Fremont Street Experience enters redevelopment suit
Tuesday, April 9, 1996 | 11:59 a.m.
The downtown casino moguls slated to be given the newly constructed Fremont Street parking garage -- built using taxpayer money -- will have their own lawyer to fight for the gift.
District Judge Don Chairez on Monday allowed the Fremont Street Experience Ltd. Liability Co. and its attorney, Sam Lionel, to join in the city's fight against the Pappas family.
Although the four-story, bright red garage already has been built on the block southwest of Las Vegas Boulevard and Fremont Street, the Pappas family wants Chairez to return ownership of a 7,000-square-foot piece of the property.
In the legal fight, the family contends that the city's Downtown Redevelopment Agency doesn't have the right to seize private property through eminent domain and then turn it over to other private individuals.
A full hearing on that issue is set for May 15 and, no matter what Chairez rules, it is expected the decision will be appealed to the state Supreme Court for the ultimate determination.
Lionel, partner in the state's largest law firm, Lionel Sawyer & Collins, will join the city's hired redevelopment attorneys from Sacramento, Calif., in preparing court motions and legal briefs for Chairez.
The Pappas family's attorney, Grant Gerber of Elko, protested the inclusion of the Fremont Street Experience company, charging that he may be buried by the paper flow from its high-powered firm.
"The Pappases have been in the fight for two years," Gerber noted.
Lionel argued the Fremont Street Experience company had "an absolute right" to be involved in the lawsuit because of the millions of dollars it stands to garner when given the property.
He indicated the city redevelopment agency's Sacramento lawyers can't adequately represent the private company that also controls the canopy-covered downtown street in front of the casinos.

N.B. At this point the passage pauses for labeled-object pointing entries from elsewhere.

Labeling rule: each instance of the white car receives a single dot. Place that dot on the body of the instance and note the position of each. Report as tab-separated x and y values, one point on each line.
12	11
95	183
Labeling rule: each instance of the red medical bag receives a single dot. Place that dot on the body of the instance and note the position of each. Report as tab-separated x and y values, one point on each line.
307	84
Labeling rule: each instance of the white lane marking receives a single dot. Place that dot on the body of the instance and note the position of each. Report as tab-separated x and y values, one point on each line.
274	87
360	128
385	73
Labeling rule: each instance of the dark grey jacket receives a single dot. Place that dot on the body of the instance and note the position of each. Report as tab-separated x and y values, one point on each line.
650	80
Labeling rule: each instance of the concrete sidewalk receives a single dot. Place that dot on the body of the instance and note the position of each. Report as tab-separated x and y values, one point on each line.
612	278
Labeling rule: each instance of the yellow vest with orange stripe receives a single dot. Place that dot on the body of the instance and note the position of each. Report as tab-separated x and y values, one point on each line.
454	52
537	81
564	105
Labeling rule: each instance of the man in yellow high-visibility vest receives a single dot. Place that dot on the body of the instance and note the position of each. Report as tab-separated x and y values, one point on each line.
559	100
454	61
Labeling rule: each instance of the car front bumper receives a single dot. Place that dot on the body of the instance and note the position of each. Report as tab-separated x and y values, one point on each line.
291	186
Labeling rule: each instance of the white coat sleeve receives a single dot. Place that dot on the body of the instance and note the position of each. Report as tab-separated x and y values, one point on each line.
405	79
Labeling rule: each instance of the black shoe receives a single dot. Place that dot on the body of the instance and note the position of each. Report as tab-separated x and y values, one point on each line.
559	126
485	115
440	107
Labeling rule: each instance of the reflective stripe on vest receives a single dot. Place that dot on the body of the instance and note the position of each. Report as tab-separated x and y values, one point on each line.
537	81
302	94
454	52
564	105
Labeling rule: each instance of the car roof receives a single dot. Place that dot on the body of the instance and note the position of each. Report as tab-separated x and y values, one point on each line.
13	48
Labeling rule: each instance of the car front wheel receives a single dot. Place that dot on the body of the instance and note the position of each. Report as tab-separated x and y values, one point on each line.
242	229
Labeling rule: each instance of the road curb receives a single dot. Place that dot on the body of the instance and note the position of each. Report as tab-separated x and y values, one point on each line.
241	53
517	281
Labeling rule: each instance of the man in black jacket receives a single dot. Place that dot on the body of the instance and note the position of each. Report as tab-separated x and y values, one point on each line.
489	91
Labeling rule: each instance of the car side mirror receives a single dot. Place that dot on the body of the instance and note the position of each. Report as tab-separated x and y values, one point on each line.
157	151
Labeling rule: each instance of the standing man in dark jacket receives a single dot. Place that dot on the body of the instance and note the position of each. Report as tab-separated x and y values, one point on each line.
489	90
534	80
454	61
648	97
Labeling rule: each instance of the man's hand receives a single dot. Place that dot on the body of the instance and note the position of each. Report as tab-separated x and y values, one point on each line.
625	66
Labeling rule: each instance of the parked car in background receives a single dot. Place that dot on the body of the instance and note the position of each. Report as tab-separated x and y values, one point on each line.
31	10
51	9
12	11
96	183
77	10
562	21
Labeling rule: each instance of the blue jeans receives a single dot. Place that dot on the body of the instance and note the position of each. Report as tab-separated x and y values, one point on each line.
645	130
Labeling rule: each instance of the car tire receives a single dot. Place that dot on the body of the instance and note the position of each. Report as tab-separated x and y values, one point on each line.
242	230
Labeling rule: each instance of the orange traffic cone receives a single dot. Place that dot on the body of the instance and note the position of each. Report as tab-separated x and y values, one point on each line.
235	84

Chairez disagreed with that position, but said that since his objective is to create as complete a record as possible for the Supreme Court, it is logical to include the company that wants to protect its anticipated ownership of the city-funded project.
The judge promised that his law clerk, Elizabeth La Macchia, would help research any issues raised by the redevelopment agency and the Fremont Street Experience company.
In the Pappas case, Chairez has questioned the city's authority to seize private property and turn it over to other private individuals in the name of redevelopment.
In a prior challenge to such redevelopment seizures, Chairez ruled that the redevelopment agency couldn't condemn part of the Aztec casino on Las Vegas Boulevard near Sahara Avenue and turn it over to the Stratosphere hotel-casino.
The city chose not to appeal that decision, which began a domino effect in eminent domain court cases against the city's redevelopment plans.
Chairez commented Monday that the Fremont Street Experience company's desire to join the Pappas case may be a reaction to his previous ruling.
In next month's hearing, Chairez said he wants to know how the redevelopment agency determined the Pappas property -- and other parcels in the block -- were defined as "blighted" and thus legally susceptible to being taken over.
The city's redevelopment attorneys have argued that the courts simply must accept the city's determination about what constitutes "blight."
Chairez noted that in California, appeals courts have overturned eminent domain seizures when there have been unsubstantiated declarations of "blight" -- including one case where a golf course was declared blighted.
Mark Wasser, the city's redevelopment attorney from Sacramento, said at a prior court hearing that he is "unconcerned" with the issue of blight.
Gerber suggested that the family's property couldn't be blighted because it always brought in steady income for the Pappases. The family was the landlord for several small shops and businesses on the property.
On Monday, Chairez noted that U.S. Supreme Court decisions state that cities legally can condemn private property if it is for a public use.
Gerber didn't dispute that, but commented, "I don't think the Supreme Court ever would decide that (building a garage and giving it to private entities) is a public use."